Quanto sono determinanti in questa carica le conoscenze giuridiche?
Credo che una sensibilità giuridica sia sempre una risorsa preziosa anche al di fuori dell’ambito strettamente forense.
Attenzione ai particolari, necessità di prendere decisioni ponderate in tempi brevi, capacità di gestione dei rapporti istituzionali e del personale, sensibilità e rispetto degli alti valori della persona come espressi dalla nostra Carta Costituzionale e dai documenti europei, sono aspetti che accomunano entrambi i mondi.
Qual è stato l’ostacolo più grande che ha dovuto fronteggiare nella sua carriera?
Nel corso della mia attività ho vissuto varie esperienze professionali, spesso in posizione apicale, sempre con curiosità ed entusiasmo. Considero gli ostacoli come prove della mia attitudine e, nel complesso, come una parte stimolante della mia attività: del resto, è una delle regole del gioco. Alcune sfide sono state particolarmente significative: penso in particolare alla gestione del Gruppo Cablelettra in Amministrazione Straordinaria, attività complessa non solo sul piano tecnico-giuridico o gestionale, ma al tempo stesso fonte di notevole gratificazione personale e istituzionale.
In definitiva, si tratta di esperienze oggettivamente importanti, oltre che per l’aspetto professionale e umano, anche sul piano istituzionale, sociale e politico in senso lato.
La sua più grande soddisfazione?
È facile comprendere che le soddisfazioni più grandi derivano dalle sfide più impegnative e, in questo senso, come dicevo, proprio la gestione del Gruppo Cablelettra rappresenta per me un’esperienza particolarmente gratificante.

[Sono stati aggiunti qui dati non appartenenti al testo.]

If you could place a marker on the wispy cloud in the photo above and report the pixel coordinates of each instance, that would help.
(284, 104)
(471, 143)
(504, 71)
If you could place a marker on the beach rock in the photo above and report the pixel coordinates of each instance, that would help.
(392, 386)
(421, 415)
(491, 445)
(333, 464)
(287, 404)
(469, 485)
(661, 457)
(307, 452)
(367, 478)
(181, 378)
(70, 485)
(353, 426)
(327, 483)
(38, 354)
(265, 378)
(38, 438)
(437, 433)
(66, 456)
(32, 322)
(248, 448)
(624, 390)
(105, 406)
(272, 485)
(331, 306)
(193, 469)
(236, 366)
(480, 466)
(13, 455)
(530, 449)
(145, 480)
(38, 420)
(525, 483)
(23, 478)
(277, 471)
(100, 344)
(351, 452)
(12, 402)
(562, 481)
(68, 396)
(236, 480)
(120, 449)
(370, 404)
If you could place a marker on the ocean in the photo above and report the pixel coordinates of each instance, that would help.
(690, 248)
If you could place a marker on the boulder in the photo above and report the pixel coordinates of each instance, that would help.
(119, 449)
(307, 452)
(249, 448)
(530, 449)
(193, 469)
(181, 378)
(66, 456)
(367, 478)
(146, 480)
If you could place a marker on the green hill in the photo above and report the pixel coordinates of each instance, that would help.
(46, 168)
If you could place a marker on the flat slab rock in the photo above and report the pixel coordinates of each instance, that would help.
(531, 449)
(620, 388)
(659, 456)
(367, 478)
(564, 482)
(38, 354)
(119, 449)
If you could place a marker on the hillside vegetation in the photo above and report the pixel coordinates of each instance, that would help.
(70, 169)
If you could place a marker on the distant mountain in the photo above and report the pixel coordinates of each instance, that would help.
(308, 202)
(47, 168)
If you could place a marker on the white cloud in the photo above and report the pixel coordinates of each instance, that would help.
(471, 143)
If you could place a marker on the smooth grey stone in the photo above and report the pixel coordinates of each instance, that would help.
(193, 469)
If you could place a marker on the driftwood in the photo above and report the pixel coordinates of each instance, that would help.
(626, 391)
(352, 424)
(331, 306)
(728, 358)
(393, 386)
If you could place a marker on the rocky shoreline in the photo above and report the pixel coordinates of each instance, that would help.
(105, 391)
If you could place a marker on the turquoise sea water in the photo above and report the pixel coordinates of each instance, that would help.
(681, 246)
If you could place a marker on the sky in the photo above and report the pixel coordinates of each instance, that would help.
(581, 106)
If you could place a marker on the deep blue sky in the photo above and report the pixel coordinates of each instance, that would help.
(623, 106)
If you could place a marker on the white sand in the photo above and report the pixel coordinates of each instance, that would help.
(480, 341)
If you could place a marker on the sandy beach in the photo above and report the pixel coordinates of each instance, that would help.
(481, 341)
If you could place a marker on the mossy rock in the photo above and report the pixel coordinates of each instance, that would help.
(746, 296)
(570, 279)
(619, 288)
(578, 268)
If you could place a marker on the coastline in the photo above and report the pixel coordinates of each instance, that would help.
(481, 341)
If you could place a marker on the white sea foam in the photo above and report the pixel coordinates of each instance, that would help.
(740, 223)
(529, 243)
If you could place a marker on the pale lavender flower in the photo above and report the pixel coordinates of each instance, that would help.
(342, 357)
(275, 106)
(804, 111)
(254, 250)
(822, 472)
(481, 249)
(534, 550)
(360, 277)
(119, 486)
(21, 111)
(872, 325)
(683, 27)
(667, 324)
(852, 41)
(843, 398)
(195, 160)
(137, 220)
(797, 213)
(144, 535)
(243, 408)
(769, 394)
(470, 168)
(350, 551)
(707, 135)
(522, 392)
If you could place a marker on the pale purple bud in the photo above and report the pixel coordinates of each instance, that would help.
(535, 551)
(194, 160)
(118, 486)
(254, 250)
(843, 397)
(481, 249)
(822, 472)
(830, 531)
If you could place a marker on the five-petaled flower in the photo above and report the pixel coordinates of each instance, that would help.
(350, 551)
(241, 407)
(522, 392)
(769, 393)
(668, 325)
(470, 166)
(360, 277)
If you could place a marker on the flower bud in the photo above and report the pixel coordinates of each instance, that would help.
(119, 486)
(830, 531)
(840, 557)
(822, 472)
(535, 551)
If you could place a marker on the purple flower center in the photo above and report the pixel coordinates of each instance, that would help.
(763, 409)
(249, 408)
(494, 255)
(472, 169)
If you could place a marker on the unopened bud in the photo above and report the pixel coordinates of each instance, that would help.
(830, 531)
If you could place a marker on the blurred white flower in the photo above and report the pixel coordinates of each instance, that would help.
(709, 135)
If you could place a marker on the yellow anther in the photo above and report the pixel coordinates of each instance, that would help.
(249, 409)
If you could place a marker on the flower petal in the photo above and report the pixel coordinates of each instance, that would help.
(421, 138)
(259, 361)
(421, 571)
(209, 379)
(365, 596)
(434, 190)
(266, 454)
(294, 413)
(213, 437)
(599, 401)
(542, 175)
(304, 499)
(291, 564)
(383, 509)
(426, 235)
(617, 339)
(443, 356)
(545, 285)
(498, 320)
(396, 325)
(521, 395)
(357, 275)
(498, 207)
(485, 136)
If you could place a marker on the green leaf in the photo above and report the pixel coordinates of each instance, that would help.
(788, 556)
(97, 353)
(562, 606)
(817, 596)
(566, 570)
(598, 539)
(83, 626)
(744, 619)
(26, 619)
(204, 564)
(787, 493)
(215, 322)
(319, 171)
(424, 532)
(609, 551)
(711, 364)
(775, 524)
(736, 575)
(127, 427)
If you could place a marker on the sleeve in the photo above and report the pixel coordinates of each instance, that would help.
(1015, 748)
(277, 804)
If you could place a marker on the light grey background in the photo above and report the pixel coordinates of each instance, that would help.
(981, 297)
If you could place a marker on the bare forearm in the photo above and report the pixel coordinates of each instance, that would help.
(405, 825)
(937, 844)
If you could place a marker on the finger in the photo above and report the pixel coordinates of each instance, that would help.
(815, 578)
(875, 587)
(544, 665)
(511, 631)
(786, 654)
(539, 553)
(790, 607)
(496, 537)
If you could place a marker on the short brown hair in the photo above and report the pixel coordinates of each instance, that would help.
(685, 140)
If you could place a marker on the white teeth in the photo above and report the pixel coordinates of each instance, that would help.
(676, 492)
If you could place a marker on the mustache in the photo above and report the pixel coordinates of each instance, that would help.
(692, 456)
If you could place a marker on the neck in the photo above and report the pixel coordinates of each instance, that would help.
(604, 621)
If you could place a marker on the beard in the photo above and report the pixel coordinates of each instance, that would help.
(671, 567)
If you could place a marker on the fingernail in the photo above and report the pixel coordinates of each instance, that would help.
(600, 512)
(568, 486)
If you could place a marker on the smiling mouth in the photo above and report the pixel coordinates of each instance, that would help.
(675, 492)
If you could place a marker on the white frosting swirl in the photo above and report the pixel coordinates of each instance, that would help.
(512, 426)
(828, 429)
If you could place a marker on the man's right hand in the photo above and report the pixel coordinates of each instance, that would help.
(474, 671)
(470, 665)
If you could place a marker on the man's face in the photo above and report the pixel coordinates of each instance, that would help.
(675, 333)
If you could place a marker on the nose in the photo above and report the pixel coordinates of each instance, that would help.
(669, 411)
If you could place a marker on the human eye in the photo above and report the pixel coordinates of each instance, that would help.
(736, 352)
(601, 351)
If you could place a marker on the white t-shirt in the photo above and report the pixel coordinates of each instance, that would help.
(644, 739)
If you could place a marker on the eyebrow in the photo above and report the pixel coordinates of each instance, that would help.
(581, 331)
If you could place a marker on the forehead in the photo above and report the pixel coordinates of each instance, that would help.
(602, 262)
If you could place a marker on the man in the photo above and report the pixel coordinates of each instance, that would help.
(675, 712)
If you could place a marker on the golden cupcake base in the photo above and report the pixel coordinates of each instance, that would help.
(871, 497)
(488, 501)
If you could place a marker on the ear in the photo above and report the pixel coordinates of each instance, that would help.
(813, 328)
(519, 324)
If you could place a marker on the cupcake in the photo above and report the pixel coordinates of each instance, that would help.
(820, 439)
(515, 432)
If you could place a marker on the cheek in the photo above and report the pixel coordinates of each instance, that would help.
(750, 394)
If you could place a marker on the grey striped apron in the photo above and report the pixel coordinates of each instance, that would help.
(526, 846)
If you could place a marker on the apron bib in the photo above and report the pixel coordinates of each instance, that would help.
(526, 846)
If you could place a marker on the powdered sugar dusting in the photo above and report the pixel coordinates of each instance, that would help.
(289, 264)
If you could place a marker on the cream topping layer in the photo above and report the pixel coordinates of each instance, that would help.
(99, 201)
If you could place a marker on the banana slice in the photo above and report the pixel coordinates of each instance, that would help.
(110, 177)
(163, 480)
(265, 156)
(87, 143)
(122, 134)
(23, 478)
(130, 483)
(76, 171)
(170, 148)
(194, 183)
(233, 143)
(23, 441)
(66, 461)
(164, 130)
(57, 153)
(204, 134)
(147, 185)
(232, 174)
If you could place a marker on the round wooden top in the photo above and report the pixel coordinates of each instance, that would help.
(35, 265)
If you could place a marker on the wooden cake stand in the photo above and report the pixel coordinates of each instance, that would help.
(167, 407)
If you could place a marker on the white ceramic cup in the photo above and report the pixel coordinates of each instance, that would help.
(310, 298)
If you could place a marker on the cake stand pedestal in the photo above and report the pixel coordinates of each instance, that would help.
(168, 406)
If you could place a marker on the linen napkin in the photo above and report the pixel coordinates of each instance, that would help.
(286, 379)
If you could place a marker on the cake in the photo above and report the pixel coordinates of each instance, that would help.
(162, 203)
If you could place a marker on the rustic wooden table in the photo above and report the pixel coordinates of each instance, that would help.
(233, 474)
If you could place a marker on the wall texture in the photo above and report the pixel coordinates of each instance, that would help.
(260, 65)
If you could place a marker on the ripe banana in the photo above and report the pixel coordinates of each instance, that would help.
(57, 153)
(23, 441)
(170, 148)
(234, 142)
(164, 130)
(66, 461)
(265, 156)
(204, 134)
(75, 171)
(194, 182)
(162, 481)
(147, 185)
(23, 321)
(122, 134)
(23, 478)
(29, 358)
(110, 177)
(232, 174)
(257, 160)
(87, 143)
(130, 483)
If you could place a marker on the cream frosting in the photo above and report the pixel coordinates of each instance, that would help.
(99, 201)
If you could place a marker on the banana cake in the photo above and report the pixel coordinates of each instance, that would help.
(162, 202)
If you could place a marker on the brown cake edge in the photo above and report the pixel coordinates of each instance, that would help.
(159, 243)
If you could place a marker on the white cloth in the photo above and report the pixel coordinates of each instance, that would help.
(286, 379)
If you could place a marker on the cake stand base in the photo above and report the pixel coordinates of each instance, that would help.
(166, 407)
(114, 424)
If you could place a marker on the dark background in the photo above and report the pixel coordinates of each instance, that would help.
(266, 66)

Si tratta di un gruppo multinazionale con oltre 7.000 dipendenti tra Brasile, Polonia, Cina e Tunisia e con una partecipazione estremamente significativa nel Gruppo Valtur.
La rilevante operazione di risanamento mediante la cessione dei complessi aziendali, avvenuta nella fase di maggiore crisi del settore auto, ha permesso, infatti, sebbene in presenza di un solo offerente, un incasso nettamente superiore a quello indicato dalla perizia di stima, conservando peraltro il patrimonio immobiliare, con la massima tutela dei livelli occupazionali.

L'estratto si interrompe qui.